This sounds reasonable when what you return requires extra
computation/actions ... AND they are in some way ordered.

>  It clutters the parameters of a function with a value that can be provided implicitly,
> take(num, func, ...) in the base package, which calls a function "func", passing along the arguments, and returns at most "num" results (the rest shall not be filled with nils), and if numresults is smaller than "num", it shall be used instead (tail call return optimization).

This looks quite explicit and I doubt that tail call optimization
'spans' C function calls (you'll have to call func from C code,
right?) .

> debug.numresults(level) or a similar to retrieve the number of results from a particular call site

Having this in the debug library somehow decreases its usefulness. Why
would you want to obtain the number of results from any level other
than the reasonable one?

> Tail call return optimization - "function f(...) return g(...) end" should make lua_numresults return 2 in g on `local a, b = f()`, i.e. the number should be copied from the call site of the external function to the call site of the internal function (seems to be LUA_MULTRET at the moment).

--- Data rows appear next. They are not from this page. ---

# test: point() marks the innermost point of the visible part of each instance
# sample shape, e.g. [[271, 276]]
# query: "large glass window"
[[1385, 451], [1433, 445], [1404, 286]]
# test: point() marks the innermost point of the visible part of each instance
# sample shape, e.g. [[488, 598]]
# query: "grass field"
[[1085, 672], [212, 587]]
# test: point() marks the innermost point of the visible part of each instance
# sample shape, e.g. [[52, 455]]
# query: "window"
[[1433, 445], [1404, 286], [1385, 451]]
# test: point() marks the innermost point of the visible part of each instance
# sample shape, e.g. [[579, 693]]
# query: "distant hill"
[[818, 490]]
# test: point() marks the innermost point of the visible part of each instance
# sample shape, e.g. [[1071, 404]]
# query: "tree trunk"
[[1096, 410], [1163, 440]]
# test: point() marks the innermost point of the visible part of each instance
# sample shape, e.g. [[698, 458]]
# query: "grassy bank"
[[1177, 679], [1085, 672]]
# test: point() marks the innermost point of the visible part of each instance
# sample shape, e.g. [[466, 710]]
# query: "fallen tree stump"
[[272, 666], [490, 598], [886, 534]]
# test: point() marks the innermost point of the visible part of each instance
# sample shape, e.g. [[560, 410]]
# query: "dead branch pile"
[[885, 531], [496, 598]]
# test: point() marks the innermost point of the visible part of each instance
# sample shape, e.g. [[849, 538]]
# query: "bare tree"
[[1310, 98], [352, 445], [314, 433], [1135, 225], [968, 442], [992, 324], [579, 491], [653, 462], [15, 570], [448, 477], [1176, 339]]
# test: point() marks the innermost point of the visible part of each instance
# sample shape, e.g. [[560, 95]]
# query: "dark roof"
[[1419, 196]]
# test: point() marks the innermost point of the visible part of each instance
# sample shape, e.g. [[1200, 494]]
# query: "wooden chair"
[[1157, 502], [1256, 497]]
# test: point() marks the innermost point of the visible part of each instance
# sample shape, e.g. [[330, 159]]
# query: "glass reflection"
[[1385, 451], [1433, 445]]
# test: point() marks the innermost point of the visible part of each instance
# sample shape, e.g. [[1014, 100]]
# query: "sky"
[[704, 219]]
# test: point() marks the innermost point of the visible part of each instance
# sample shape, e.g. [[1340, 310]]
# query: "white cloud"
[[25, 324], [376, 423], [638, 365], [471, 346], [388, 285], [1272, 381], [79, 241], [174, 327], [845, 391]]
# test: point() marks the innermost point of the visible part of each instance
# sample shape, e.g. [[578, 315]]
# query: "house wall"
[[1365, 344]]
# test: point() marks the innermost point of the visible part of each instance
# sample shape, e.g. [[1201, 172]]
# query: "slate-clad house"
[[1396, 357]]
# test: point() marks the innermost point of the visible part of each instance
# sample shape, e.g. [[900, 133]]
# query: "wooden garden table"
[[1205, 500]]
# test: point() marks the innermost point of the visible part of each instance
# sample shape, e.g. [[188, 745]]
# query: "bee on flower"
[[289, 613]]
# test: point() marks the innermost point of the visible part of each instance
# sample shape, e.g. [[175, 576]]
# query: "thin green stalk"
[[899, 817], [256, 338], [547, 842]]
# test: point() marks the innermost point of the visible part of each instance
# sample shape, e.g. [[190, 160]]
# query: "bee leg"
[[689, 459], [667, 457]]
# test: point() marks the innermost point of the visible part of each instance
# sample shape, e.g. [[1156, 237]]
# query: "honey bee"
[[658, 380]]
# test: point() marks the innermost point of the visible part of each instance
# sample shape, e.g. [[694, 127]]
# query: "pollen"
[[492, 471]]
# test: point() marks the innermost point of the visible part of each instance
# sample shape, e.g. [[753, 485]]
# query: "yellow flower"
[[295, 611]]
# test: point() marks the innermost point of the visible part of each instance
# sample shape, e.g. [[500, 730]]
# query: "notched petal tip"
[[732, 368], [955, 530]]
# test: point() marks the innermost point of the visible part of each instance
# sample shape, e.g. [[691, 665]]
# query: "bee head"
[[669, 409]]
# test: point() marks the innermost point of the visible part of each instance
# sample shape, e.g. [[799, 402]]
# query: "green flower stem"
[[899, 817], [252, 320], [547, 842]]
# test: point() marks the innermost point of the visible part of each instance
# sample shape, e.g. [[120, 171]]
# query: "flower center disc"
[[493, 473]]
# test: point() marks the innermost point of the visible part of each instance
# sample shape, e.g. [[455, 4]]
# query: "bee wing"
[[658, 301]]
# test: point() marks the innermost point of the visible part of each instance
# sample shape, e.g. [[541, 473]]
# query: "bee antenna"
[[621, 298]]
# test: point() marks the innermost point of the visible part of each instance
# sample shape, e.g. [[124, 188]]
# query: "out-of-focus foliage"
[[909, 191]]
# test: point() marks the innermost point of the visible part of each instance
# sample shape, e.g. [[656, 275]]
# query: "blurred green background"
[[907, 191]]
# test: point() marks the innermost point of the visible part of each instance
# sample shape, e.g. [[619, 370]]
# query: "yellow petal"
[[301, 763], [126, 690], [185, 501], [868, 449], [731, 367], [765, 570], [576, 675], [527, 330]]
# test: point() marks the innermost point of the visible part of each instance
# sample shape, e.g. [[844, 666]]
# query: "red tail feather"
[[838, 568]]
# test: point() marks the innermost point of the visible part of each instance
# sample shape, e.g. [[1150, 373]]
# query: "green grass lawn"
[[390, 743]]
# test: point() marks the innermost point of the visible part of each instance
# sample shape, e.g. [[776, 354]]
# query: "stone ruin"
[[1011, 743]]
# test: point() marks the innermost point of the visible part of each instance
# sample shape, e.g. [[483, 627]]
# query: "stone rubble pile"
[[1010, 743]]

AFAICT most of this trickery is to make the implicit return argument
count passing work. As much as I like this, if the computations
involved are really expensive, I'd rather pass an explicit argument
around saying which ones I want so that some minor refactoring doesn't
trip me further down the road. The usefulness of all of this breaks
down when you e.g. have a function returning a,b,c and want a and c
but not b. Passing around an explicit table like {a=true,c=true} is
simple and generic, and code says what you mean; table creation can be
lifted to avoid excessive garbage.

Best regards,

-- 
DoubleF

P.S. Nicol Bolas and Illidan... an epic StackOverflow discussion.